Тимур покачал головой:
– Я тоже подумал об этом. Волк был послушен… Жива ли женщина и как нам поступить дальше?
– Я не знаю, жива ли женщина. Но поступить надо так, как привыкли поступать наши предки. Место и все, на что могла попасть слюна бешеного животного, должно быть предано огню. Болезнь эта не поддается лечению, быстро находит новые жертвы.

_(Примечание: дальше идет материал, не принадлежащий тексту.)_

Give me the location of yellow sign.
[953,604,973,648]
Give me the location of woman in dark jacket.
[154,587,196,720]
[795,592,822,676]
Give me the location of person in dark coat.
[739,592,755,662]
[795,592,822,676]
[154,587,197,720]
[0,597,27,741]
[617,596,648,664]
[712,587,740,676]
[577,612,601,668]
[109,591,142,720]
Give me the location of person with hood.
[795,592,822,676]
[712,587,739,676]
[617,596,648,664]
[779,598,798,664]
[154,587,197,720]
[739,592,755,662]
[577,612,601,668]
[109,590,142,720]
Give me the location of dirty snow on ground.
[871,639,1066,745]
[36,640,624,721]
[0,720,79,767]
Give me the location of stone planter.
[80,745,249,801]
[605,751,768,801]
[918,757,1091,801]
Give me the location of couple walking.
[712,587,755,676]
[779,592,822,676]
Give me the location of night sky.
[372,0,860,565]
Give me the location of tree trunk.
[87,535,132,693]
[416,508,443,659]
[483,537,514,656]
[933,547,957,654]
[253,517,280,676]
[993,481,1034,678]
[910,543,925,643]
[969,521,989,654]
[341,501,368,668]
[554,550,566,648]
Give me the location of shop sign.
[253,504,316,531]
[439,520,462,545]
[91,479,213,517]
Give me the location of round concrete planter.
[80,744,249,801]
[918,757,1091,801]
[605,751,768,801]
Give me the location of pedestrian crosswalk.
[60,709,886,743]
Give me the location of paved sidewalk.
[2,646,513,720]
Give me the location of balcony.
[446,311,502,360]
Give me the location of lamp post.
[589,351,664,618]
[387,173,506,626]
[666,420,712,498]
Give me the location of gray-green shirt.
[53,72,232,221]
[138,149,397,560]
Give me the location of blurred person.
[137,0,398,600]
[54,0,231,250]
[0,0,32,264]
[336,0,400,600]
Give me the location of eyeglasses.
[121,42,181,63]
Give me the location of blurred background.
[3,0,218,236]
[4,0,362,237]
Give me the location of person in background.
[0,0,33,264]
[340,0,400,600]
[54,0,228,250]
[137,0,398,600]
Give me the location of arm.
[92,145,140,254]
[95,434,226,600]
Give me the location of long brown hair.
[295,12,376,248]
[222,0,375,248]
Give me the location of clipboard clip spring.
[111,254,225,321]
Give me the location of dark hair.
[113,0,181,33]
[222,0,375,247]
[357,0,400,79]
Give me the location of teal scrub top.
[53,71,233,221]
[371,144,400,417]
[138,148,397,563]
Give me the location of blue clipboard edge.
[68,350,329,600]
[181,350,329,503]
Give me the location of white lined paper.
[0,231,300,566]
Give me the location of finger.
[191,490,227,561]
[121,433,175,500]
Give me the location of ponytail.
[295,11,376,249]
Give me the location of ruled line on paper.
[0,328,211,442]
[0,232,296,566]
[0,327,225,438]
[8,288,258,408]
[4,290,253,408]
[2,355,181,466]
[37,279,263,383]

Тохтамыш спешился, готовый броситься к сыну и жене.
– Остановись, безумец! – крикнул Тимур. – Брось в этот проклятый круг саблю, которой ты зарубил волка. На ней его кровь!
Тохтамыш швырнул саблю на землю.
– Высокочтимый гурхан, – сказал он, с трудом сдерживая ярость. – Я хочу забрать сына…
Глаза Тимура превратились в две узкие щелки.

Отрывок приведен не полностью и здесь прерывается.